All VCVrack/Eurorack modules work with voltage in a maximum value span of 10 Volt.

Example voltage spans: -5V to 5V 0 to 10V 0 to 1V

Amplitude

Level/strength of an audio or control voltage(CV) signal.

For audio the amplitude controls the loudness of a sound.

For control voltage(CV) the amplitude controls the intensity of modulation that gets applied to a signal.

Frequency

Frequency is the rate a signal oscillates. It is measured in Hertz(hz)

It mainly gets used to control the pitch of a tone, although it can control many aspects of a module. E.g. can be used to control cutoff frequency of a filter.

Cutoff Filter by LFO frequency

Control Voltage(CV)

Control Voltage is one of the fundamentals of modular synthesis. It allows the communication between modules. With the CV we can control and manipulate parameters of the module like pitch, frequency, filter cufoff, amplitude and more.

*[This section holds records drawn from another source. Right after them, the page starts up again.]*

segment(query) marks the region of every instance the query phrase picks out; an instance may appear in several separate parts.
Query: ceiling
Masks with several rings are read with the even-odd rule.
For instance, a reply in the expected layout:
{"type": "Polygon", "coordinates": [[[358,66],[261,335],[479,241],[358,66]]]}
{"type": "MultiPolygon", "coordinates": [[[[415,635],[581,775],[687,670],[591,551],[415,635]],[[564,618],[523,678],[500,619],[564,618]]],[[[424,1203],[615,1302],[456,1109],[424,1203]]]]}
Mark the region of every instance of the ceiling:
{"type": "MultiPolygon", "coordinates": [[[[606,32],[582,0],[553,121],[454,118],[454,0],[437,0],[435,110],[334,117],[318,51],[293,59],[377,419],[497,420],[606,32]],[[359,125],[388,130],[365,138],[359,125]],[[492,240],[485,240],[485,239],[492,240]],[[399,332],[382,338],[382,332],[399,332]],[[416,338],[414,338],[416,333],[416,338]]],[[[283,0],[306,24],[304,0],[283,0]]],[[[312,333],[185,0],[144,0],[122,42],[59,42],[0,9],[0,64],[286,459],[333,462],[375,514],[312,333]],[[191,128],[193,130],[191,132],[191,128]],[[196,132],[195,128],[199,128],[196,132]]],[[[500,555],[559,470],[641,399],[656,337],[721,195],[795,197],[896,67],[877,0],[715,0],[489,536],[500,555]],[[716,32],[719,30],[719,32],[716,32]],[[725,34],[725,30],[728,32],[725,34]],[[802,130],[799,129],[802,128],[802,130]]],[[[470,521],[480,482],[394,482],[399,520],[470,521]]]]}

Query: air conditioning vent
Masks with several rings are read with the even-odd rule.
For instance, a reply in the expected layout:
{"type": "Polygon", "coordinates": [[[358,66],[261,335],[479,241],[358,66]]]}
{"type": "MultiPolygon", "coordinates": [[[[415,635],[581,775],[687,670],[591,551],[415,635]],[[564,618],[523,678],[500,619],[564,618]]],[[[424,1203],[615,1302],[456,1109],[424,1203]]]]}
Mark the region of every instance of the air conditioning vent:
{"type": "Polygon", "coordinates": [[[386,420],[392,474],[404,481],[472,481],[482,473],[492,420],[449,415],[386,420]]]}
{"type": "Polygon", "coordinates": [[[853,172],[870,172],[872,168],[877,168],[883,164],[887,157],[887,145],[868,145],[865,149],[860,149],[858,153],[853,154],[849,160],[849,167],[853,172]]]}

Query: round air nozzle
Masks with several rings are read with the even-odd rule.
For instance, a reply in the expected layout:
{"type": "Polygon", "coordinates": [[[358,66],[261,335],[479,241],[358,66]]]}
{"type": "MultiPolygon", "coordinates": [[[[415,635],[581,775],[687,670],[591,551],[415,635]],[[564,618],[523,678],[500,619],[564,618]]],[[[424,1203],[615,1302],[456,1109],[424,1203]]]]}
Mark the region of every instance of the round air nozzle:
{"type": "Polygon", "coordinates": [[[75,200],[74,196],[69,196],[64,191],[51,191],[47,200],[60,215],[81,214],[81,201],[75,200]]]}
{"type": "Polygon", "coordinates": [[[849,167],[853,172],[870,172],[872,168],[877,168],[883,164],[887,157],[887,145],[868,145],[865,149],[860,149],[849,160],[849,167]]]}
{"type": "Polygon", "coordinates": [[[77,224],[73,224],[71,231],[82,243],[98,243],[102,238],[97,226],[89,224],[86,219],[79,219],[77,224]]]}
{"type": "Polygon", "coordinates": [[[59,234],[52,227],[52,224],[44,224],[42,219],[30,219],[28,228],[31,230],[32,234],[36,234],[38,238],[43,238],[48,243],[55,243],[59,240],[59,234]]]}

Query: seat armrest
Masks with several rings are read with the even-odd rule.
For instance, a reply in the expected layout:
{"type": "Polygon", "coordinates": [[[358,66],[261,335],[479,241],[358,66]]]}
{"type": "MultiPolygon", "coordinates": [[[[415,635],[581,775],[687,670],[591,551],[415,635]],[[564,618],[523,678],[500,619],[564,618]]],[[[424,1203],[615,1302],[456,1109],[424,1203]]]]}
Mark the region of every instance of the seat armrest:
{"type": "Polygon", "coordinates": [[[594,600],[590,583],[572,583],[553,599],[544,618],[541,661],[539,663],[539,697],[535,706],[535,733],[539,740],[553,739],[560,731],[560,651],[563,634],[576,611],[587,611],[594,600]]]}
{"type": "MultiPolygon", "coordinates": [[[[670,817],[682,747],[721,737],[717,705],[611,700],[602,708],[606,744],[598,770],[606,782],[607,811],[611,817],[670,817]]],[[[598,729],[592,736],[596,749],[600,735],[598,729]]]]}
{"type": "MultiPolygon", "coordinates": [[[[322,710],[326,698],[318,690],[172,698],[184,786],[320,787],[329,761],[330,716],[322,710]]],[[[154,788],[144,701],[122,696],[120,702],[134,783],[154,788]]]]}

In VCVRack all patch cables carry the same type of signal - a floating-point audio-rate signal(44.1 kHz or 48 khz) - regardless of wether its being used for audio or as control voltage. Conceptually, this represents a continous voltage(a smooth signal without steps) that can vary over time, measured in volts.

The CV signal can be unipolar or bipolar.

In analog modular hardware the voltage range differs between audio(AC coupled) and control voltage(DC coupled).

Clock

A clock signal is steady stream of triggers/pulses which can be used to synchronize modules. This synchronization is essential to produce precise and complex rhythms and patterns that align with an overall tempo.

The clock signal doesn't automatically mean the speed of something in your patch. In sequencers one clock pulse means go one step further/next order of operation.

Instead of using a clock module you can create a clock signal with a LFO module with a SQRT wave. You can create a clock signal

Variable Clock

We can create a variable clock which changes its frequency over time. For that we manipulate the frequency of a LFO with another LFO module.

Variable Clock Signal

Trigger and Gates

Trigger and Gate signals get used to control timing of events like: - Synchronizing modules - Initiation envelopes - Turning modules active/inactive

Both have HIGH and LOW voltage states.

Trigger Gate Difference

Trigger

Short burst voltage that goes HIGH and directly changes its state to LOW - so it has no real ON phase.

We can use trigger for exmple for envelopes that control sounds that don't have sustain phase.

Gate

Basic Sounds

Snare

To build a Snare we need a Noise module which is connected to a high-pass-filter that only lets through the higher sounds. With an ADSR module connected to VCA you shape how amplitude behaves when the ADSR is triggered by a gate signal.